Running Mac OS9.2.2   Suddenly start to get and error message "There is not enough RAM" when trying to save an attachment in Microsoft Outlook. Same thing with Adobe Photoshop - when trying to save an EPS file.
During several freezes, suddenly my mac stop recognize any extensions. When used Microsoft Outlook and tried download an attachment got an error message type 3. So I create a new set in extensions manager and get ride of Type 3 error, but get a new error message "Not enough memory" when try to save an attachment, or "Not enough RAM" - when try to save an EPS file in Adobe Photoshop.
I have no one to ask. Tried to figure out myself, but so far no luck...
Please help!


----------



## ex2bot (Aug 23, 2009)

OS 9, that was awhile ago for me.

Let's see. If you find the Microsoft Outlook application file itself, click on it and press Apple-I (Get Info), you can change the allotment of memory for the app. Have you tried to increase the memory it's allowed to use?

As for the extensions problem, that can be somewhat difficult to fix. Do you have a lot of extensions? Have you tried disabling all but the ones needed by OS 9?

Good luck and let us know if you have further questions.

Bot


----------



## lyudin (Aug 23, 2009)

Hello Bot,
Thanks for your reply. Yeas, I tried already to increase the memory in Info section of the Outlook file - won't work.
According extensions - when I created a new set of them (I disable some of them) - I've got ride of the error type 3, but start getting a new error "Not enough memory". It's strange situation for me. Couldn't figure out myself...
Again thanks a lot for help.


----------



## DeltaMac (Aug 23, 2009)

Are you actually running out of memory?
Are you booted to OS 9? OR, are you running OS 9 in Classic (while you are actually booted to OS X)? 
How much RAM memory is installed in your Mac?

If you go to About this Mac (top of the Apple menu), do you have plenty of available memory?
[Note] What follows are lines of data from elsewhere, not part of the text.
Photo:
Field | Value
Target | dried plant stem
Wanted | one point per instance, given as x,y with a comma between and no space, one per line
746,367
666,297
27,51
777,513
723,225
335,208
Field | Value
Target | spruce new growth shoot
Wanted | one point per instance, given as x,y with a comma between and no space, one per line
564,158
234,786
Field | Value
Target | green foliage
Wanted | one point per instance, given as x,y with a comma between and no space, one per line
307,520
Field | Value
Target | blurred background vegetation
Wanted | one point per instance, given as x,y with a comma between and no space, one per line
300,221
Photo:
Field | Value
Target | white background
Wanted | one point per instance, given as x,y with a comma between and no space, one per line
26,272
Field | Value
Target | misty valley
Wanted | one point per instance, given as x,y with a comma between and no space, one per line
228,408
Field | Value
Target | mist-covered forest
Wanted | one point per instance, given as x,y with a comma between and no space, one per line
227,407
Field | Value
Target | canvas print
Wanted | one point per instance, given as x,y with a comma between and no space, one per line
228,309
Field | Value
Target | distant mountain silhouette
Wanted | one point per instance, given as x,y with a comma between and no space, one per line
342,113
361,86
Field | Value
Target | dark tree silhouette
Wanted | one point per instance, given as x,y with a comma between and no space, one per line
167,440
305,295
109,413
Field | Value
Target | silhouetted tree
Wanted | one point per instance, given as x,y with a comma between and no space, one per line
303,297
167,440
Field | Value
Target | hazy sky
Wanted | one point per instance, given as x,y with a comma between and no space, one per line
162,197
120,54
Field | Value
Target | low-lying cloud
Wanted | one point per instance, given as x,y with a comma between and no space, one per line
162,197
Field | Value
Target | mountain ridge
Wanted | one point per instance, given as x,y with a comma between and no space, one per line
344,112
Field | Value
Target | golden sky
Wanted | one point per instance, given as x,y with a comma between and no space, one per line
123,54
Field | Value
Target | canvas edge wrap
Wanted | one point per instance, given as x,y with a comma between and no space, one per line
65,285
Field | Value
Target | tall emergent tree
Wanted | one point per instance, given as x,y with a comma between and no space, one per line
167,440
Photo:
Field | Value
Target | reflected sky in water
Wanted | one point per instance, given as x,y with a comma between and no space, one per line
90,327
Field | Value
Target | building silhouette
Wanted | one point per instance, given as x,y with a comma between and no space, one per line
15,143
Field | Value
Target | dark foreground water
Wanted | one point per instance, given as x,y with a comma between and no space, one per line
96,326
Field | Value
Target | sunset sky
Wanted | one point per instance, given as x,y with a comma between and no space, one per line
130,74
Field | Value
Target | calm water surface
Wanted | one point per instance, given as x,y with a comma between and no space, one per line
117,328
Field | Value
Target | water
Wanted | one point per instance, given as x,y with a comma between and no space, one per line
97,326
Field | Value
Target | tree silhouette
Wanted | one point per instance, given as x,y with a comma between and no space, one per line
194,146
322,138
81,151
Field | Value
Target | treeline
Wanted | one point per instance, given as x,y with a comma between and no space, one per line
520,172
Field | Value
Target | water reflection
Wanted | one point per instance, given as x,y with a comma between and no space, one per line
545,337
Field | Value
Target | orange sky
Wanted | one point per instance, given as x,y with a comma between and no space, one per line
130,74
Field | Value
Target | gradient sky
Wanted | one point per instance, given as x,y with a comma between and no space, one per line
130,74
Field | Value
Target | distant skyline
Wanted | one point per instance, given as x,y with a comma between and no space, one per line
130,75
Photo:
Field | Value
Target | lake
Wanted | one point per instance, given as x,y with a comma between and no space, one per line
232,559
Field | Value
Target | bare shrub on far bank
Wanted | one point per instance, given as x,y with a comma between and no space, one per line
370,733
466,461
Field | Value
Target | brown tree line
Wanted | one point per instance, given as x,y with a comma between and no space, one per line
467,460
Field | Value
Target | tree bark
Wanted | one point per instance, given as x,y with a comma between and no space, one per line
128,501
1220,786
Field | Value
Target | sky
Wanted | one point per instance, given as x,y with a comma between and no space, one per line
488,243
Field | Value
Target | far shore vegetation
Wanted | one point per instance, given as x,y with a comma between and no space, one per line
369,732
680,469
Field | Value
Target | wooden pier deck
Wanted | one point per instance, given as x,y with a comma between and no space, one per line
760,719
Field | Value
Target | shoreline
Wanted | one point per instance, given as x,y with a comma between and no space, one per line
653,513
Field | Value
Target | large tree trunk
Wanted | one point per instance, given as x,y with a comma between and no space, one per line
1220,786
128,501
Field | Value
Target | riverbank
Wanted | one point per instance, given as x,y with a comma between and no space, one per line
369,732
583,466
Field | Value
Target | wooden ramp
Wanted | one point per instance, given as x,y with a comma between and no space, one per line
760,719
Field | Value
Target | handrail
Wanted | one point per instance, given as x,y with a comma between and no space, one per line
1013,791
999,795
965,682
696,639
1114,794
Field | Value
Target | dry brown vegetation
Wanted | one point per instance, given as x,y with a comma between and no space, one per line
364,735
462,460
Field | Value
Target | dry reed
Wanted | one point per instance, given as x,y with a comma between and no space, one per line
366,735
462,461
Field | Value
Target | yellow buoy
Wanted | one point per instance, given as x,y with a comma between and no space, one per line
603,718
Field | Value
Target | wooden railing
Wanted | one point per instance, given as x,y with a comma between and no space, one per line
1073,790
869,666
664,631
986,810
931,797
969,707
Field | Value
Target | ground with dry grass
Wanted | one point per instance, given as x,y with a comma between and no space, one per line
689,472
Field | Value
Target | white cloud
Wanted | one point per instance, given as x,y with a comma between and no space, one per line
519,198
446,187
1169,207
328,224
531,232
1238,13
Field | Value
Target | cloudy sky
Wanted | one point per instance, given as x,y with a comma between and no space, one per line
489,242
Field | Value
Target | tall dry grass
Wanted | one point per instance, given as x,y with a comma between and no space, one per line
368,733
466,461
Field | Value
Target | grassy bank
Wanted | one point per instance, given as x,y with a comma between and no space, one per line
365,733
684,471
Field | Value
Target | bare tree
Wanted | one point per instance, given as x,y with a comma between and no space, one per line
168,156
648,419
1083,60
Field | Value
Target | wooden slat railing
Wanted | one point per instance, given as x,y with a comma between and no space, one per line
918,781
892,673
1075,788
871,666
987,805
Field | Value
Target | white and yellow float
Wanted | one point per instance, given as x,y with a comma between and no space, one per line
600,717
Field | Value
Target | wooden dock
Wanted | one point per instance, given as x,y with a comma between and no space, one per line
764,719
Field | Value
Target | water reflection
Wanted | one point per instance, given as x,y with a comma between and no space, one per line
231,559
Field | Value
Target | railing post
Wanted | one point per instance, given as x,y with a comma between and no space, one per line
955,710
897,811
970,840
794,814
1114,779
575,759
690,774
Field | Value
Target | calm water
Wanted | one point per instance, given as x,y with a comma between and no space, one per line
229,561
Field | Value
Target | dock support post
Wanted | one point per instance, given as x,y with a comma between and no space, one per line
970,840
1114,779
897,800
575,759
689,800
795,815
You said that increasing the alloted memory didn't work. Do you mean that you couldn't change the settings? or, it didn't help at all?
Did you try restarting your Mac after changing that memory allotment? Did


----------



## lyudin (Aug 24, 2009)

Hello DeltaMac,
I run actual Mac OS Z1-9.2.2
Built-In Memory 384 MB
I am not run out of memory, It
is plenty of free memory. 
Changing a memory settings in Get Info of the actual file - doesn't make any difference.
Any other suggestions?
Thanks a lot


----------